まずは派遣元に相談をしてみてください。派遣元は事前に法定の様式に従い、厚生労働大臣あてに「海外派遣届出書」などの書類を提出する必要があります(派遣法第23条第4項)。

派遣社員に出張をお願いすることはできますか

可能です。ただし、出張などについては、契約書に記載するなど、法律で定められた規定に沿って対応する必要があります。
出張が発生する、またはその可能性がある場合は、あらかじめ営業担当者にご相談ください。

  • (1)労働者派遣契約書への記載
    派遣契約書に派遣社員の業務内容をはじめ、就労する事業所の名称や所在地などを、記載することが定められています(派遣法第26条)
  • (2)派遣社員への説明
    派遣元はあらかじめ派遣社員に対し、就業条件の明示をすることが定められています(派遣法第34条)
  • (3)出張の詳細についての管理台帳への記載・派遣元への通知
    派遣先は派遣就業に関し、派遣先管理台帳を作成し、その内容の一部を派遣元へ通知することが定められています(派遣法第42条、派遣法施行規則第38条)

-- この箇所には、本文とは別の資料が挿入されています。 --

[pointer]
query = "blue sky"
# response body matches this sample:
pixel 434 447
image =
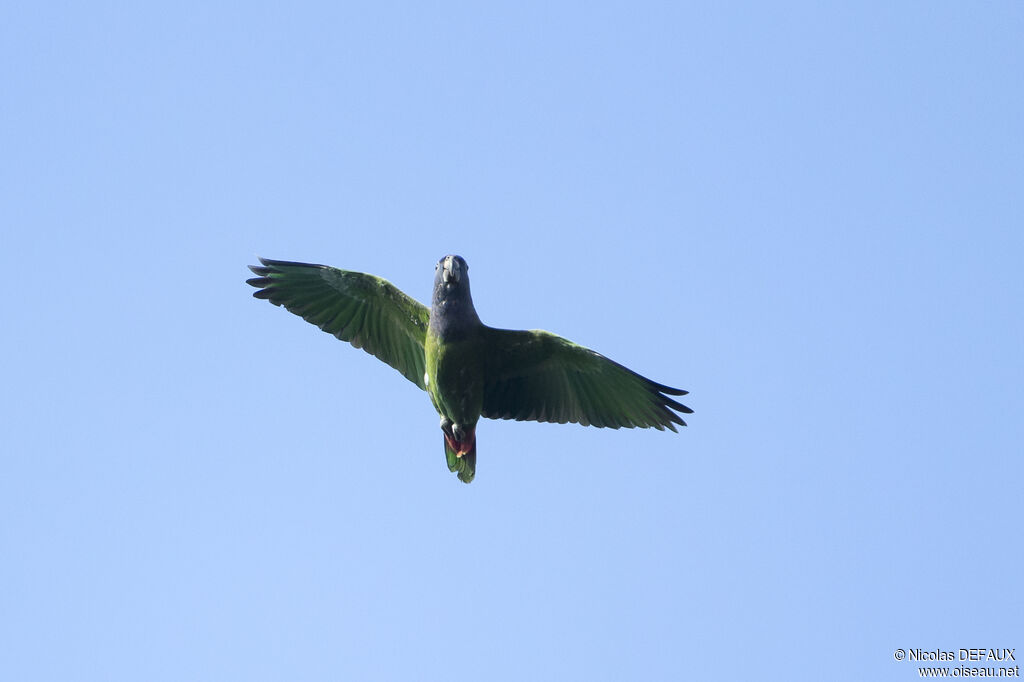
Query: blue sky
pixel 808 215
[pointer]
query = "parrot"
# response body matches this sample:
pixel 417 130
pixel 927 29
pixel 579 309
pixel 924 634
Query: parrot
pixel 468 369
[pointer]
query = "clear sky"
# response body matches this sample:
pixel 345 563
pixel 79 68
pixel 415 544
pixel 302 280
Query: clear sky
pixel 807 214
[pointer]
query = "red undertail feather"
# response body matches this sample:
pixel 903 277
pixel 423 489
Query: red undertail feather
pixel 465 445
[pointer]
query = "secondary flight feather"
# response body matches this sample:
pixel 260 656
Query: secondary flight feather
pixel 469 370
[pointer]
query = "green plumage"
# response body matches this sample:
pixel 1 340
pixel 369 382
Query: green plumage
pixel 468 369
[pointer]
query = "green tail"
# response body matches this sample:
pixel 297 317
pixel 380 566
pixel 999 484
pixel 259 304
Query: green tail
pixel 465 466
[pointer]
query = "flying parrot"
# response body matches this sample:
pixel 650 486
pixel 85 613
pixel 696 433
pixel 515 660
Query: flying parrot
pixel 469 370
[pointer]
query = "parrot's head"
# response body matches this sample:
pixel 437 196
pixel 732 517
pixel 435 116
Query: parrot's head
pixel 452 300
pixel 451 278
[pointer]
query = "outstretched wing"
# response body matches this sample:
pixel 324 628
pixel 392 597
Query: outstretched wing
pixel 366 310
pixel 540 376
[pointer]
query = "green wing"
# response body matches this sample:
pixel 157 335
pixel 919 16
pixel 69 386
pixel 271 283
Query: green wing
pixel 368 311
pixel 540 376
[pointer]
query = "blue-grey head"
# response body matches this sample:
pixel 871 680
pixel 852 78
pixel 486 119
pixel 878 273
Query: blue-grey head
pixel 452 305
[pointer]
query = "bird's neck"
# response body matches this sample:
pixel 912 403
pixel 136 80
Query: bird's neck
pixel 454 317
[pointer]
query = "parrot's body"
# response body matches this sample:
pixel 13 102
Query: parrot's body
pixel 468 369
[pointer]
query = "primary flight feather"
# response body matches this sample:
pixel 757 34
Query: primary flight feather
pixel 468 369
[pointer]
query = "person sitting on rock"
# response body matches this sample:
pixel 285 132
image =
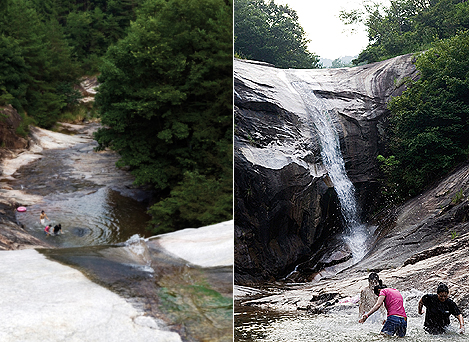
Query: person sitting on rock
pixel 438 309
pixel 396 322
pixel 368 299
pixel 57 229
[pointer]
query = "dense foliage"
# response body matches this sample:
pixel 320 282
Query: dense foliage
pixel 166 102
pixel 407 26
pixel 271 33
pixel 45 46
pixel 430 121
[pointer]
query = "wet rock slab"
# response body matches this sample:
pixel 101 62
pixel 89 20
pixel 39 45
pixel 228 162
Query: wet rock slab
pixel 51 302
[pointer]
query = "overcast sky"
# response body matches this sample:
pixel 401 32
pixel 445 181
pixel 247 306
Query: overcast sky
pixel 330 38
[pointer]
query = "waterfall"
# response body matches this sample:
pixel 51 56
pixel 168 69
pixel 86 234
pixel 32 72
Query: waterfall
pixel 332 159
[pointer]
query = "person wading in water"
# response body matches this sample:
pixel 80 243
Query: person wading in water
pixel 368 299
pixel 438 309
pixel 396 322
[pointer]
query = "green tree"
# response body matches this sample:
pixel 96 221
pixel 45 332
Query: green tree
pixel 407 26
pixel 12 71
pixel 46 57
pixel 166 102
pixel 271 33
pixel 430 121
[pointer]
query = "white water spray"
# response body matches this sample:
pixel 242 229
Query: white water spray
pixel 334 163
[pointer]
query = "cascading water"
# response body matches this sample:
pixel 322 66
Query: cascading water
pixel 334 163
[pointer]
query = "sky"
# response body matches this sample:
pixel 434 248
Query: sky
pixel 330 38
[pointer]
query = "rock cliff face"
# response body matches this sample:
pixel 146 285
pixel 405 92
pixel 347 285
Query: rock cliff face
pixel 285 204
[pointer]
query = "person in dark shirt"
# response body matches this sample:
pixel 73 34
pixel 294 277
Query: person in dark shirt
pixel 438 309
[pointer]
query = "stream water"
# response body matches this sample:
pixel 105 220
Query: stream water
pixel 253 324
pixel 357 233
pixel 103 219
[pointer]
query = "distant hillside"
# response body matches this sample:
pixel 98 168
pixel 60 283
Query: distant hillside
pixel 345 61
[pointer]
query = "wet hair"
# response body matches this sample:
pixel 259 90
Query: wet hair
pixel 442 288
pixel 373 276
pixel 379 287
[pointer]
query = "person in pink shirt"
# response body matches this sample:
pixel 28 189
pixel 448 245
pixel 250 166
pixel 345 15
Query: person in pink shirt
pixel 396 322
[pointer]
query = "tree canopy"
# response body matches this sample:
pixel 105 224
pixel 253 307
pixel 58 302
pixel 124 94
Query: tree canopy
pixel 271 33
pixel 407 26
pixel 430 121
pixel 166 104
pixel 47 45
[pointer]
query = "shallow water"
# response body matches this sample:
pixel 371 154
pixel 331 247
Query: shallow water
pixel 89 217
pixel 253 324
pixel 103 237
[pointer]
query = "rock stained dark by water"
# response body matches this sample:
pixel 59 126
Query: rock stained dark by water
pixel 284 208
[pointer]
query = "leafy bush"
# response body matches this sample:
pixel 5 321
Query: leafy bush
pixel 430 121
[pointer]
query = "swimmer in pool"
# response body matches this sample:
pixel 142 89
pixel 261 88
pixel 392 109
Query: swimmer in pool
pixel 396 322
pixel 43 217
pixel 58 229
pixel 438 309
pixel 368 299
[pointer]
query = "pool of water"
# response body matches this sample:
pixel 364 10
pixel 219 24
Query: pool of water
pixel 259 325
pixel 253 324
pixel 88 217
pixel 103 237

※出張先における派遣社員の業務内容は、契約書に定めている範囲内となります。

派遣先管理台帳とはどのようなものですか

派遣先管理台帳は、派遣先が、労働日、労働時間等の派遣社員の就業実態を的確に把握するとともに、その記載内容の一部を派遣元に通知することにより派遣元の雇用管理に必要な資料とするものであり、受け入れる派遣社員ごとに作成する必要があります(派遣法第42条)。
派遣先管理台帳の記載については各法定記載事項が確定の都度行わなければならないとされており、また、派遣先では派遣社員の終了など派遣契約終了日から3年間、保存しておかなければなりません(派遣法第42条第2項)。

また派遣先は、派遣先管理台帳に記載した事項の一部を派遣元に通知する必要があります(派遣法第42条第3項、派遣法施行規則第38条)。

派遣元に通知すべき内容

  • 『派遣労働者の氏名』
  • 『派遣就業をした日』
  • 『派遣就業日ごとの始業・終業時間および休憩した時間』
  • 『従事した業務の種類』
  • 『派遣労働者が労働に従事した事業所名称および所在地その他派遣就業をした場所』

上記以外にも、派遣先が派遣労働者から苦情の申し出を受けた場合には、苦情の申し出を受けた年月日、苦情の内容および苦情の処理状況についての対応を都度記載し、派遣元に通知することとされています。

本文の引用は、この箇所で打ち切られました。